Everyone will be required to wash their hands as soon as they enter the school, said Teri Mooring, president of the B.C. Teachers Federation. The guidelines tell schools to minimize the presence of non-staff adults, such as parents and caregivers, inside the building. Some schools are only allowing staff and students inside.
Staff, students and parents will have to do a daily health assessment. If they feel unwell, they will have to stay home.
Teachers and students will have the option of wearing personal protective equipment in class.
A video from Lord Strathcona Elementary School in Vancouver shows some of the added steps taken to ensure physical distancing, like meeting teachers outside in the morning, following floor markers inside, and sitting in desks spaced farther apart.
Anyone driving past a school should slow down. The 30 km/hr school zone and playground zone speed limits are back in effect between 8 a.m. and 5 p.m. on school days.
Who's going back?
Between 20 to 80 per cent of students are expected to return this week on alternating days, depending on the district, the Ministry of Education said. This number also varies from school to school and classroom to classroom.
The Vancouver School Board expects 42 per cent of elementary students to return.
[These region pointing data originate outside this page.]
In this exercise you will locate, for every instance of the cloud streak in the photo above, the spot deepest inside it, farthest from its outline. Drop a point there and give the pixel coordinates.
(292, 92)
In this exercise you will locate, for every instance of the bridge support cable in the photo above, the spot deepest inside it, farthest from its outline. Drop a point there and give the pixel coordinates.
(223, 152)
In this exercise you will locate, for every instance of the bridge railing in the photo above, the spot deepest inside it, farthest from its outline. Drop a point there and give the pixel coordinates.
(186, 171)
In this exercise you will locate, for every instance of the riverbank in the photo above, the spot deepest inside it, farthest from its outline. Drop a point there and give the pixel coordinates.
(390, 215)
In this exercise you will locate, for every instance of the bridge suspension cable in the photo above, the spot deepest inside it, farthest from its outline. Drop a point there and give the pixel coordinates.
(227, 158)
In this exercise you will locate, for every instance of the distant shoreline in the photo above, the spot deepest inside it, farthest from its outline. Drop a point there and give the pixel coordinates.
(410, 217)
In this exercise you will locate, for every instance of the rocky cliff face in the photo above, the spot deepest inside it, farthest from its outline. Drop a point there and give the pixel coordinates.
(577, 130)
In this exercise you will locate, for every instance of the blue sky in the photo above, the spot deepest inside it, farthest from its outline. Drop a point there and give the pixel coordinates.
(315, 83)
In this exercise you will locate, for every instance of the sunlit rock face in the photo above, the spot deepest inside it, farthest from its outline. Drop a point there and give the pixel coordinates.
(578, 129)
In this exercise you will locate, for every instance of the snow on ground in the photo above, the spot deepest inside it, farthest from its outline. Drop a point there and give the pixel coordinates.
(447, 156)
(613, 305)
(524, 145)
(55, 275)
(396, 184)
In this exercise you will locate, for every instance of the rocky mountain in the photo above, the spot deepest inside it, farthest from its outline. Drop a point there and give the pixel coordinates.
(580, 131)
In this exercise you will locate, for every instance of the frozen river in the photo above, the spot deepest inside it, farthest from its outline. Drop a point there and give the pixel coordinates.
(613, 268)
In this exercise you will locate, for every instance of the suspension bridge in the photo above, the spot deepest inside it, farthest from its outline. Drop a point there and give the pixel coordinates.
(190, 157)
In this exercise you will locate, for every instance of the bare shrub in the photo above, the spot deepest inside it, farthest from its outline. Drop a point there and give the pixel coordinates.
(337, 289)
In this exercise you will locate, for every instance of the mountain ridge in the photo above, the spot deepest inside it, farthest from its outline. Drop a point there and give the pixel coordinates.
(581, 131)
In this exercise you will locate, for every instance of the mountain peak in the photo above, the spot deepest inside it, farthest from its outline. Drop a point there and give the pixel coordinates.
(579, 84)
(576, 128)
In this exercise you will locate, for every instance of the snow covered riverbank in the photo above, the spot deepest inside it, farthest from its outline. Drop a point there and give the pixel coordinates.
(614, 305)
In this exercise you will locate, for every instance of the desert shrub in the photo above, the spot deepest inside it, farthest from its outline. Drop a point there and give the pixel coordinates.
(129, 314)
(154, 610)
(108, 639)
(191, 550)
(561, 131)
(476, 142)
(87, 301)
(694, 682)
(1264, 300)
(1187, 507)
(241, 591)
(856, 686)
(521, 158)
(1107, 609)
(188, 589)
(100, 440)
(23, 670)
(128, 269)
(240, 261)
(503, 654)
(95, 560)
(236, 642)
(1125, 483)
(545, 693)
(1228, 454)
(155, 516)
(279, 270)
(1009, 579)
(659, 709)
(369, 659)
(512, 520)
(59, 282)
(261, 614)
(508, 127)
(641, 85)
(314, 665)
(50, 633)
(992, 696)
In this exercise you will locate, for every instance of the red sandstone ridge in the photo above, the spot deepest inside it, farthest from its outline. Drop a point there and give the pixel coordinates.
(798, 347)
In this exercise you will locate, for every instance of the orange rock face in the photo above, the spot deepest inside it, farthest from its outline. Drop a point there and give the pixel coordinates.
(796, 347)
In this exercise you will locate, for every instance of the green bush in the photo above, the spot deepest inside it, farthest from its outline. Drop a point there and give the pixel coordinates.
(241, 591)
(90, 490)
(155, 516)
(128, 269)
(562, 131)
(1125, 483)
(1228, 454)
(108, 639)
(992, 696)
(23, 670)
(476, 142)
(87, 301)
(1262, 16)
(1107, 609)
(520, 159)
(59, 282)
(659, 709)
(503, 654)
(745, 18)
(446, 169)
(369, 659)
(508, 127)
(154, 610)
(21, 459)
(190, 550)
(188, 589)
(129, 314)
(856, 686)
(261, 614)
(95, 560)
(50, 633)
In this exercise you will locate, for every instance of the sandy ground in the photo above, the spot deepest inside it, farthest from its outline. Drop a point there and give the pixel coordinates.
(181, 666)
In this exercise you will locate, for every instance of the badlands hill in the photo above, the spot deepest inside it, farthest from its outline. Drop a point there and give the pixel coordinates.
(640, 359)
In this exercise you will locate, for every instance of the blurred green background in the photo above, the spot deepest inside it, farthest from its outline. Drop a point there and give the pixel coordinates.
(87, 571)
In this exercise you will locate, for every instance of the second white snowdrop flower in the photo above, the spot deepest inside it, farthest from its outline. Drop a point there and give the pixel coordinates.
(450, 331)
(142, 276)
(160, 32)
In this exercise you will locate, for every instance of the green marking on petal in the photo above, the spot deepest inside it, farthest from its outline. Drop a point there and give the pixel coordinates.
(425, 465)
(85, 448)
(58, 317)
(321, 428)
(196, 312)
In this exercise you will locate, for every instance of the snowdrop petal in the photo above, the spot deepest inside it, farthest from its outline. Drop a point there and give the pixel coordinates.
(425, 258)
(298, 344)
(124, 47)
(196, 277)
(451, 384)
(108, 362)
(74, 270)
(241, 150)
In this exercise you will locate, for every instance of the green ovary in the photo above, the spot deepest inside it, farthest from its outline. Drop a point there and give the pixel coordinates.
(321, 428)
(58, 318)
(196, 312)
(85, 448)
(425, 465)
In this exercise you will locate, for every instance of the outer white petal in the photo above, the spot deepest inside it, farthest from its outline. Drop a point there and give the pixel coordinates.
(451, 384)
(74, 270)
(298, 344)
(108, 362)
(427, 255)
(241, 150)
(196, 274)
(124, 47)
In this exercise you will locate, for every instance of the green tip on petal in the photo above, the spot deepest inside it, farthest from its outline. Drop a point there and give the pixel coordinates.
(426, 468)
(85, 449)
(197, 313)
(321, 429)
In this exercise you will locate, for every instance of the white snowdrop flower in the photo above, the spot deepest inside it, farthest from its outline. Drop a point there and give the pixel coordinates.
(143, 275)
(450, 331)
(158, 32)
High school students will typically attend for an hour or two a day throughout the week, based on courses, the district said.
The number of students in class will be limited, as will the hours.
Only 50 per cent of Kindergarten to Grade 5 students will be in a school at a given time, and that number drops to 20 per cent for Grades 6 to 12, the Ministry of Education said.
Start times and breaks could be staggered to encourage physical distancing.
A sample schedule from the Burnaby School District shows Kindergarten to Grade 5 students will be able to return two days a week, while students in Grades 6 to 7 can return one day a week.
The province is not extending the school year but is making plans to offer summer school.
It's still not known whether B.C. schools will resume full-time in-class instruction in September.
Who's not going back?
For Ateesh Chand, the risk of sending his kids back to school for the last month of the school year outweigh the benefits.
The Surrey man's son is in Grade 9 at L.A. Matheson Secondary and his daughter is in Grade 7 at Kirkbride Elementary.
He said his kids will not be returning to school today, and possibly not until a COVID-19 vaccination is developed.
Chand believes it won't be feasible to keep kids two metres apart at all times. Despite an increase in screen time, homeschooling has gone pretty well for his family, though he recognizes this has not been the experience for everyone, he said.
"We're hoping that the schools really see the value in online learning and try to keep it as a great option," he said.
Greetje Wilderjans, a nurse in New Westminster, is confident that stringent procedures in place at schools mean they're a safe environment for kids.
Her 12-year-old daughter was among 5,000 students, mainly children of essential workers and those who needed extra support, who were still able to go to physical classrooms over the past two months.
She's become used to the stringent new procedures in place, and the school has been transparent and responsive to parents' questions, Wilderjans said.
"If the community spread here in B.C. was different and if we were comparable to Ontario, I would not be quite as comfortable, to be honest. But our situation is a bit different," she said.